A plant’s photosynthetic response is the rate at which the plant utilizes sunlight to convert water and carbon dioxide into glucose. The glucose is then used as food energy for the plant to fuel its growth, bud formation, flowering, and seed production. Without adequate light, a plant cannot create a photosynthetic response to grow and complete its life cycle. It will ultimately wither and die.
A plant utilizes three distinct things to fulfill its photosynthetic response: the sun, water, and carbon dioxide (CO2). The plant will absorb water through the soil or through hydroponics. It passes from the plant’s root hairs up its stems and into its leaves.
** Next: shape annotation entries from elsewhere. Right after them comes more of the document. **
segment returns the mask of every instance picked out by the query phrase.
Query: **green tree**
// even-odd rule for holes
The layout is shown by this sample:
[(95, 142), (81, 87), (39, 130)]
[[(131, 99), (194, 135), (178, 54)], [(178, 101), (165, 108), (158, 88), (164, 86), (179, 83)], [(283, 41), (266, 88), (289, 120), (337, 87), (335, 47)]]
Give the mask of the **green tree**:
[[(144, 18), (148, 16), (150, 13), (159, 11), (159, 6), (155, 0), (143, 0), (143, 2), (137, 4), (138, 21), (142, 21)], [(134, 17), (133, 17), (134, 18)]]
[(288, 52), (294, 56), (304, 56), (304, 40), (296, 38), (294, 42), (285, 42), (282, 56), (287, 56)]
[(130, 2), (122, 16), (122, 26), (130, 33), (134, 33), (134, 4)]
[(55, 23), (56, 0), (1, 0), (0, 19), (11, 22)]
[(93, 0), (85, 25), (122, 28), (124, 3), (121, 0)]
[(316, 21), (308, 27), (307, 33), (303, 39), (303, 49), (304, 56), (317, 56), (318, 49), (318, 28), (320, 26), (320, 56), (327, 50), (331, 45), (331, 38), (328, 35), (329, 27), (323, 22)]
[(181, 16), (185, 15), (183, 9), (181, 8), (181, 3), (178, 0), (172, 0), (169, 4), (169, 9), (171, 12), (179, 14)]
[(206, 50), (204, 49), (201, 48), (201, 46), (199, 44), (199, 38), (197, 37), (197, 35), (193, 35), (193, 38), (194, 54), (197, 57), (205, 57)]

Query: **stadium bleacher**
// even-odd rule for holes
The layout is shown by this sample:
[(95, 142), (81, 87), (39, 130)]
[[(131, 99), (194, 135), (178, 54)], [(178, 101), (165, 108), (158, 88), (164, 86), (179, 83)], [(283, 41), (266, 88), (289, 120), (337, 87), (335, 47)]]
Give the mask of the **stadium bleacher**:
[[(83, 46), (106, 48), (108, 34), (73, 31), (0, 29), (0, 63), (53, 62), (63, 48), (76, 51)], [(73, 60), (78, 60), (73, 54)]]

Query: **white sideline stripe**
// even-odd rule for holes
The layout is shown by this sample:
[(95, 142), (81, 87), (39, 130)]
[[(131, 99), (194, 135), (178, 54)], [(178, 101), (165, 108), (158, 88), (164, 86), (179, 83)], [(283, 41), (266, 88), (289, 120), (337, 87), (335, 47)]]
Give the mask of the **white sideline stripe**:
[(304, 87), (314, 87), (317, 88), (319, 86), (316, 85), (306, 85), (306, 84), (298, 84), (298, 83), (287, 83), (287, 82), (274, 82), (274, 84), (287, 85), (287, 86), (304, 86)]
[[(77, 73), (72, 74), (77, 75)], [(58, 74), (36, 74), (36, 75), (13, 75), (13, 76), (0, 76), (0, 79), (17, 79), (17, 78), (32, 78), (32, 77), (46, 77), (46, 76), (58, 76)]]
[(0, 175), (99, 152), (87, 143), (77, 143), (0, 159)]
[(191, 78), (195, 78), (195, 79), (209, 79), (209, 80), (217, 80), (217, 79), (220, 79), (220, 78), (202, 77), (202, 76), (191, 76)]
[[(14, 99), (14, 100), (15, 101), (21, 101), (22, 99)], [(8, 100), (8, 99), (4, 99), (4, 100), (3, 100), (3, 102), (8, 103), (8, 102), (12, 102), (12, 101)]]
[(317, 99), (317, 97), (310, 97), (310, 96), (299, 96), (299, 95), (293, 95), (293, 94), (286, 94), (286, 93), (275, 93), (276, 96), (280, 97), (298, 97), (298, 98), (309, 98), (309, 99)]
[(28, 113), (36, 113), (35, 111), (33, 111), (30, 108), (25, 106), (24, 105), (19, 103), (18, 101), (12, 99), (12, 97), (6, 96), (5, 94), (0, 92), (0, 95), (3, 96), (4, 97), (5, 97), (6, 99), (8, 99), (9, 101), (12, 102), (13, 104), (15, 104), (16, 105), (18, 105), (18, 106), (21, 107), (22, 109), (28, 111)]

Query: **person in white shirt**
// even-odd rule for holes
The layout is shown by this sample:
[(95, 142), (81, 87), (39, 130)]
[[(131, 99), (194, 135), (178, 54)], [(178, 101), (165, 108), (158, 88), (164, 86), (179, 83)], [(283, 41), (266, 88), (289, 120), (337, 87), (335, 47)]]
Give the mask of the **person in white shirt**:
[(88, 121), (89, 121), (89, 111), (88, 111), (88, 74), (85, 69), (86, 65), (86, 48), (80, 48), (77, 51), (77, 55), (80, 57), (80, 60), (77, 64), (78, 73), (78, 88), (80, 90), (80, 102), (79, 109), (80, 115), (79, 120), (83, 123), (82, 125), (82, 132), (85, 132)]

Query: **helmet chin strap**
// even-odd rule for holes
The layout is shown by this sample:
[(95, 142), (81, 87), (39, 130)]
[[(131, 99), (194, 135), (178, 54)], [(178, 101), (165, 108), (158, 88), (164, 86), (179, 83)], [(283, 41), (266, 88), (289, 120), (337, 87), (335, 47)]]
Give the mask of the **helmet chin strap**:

The plant's leaves also contain chlorophyll, which captures the sun's light. The pores on the plant's leaves (stomata) absorb sunlight and convert it into carbon dioxide.
Maximum Yield Explains Photosynthetic Response
Once the photosynthetic response starts, the plant uses its leaves and chlorophyll to convert the sunlight into carbon dioxide and then into glucose and other products needed to grow. On top of creating carbon dioxide, the plant also releases oxygen into the atmosphere during its entire photosynthetic response process.
For a plant to complete its photosynthetic response, it requires six molecular components of carbon dioxide. Those six molecules will combine with 12 molecules of water by relying on the energy of light. The process will culminate in the formation of one molecule of carbohydrate and six molecules of oxygen and water.
Factors such as temperature can influence a plant’s photosynthetic response. Each type of plant has its own optimal leaf temperature for ideal photosynthesis to occur. Often a temperature drop of 10 degrees Fahrenheit will slow a plant’s photosynthetic response.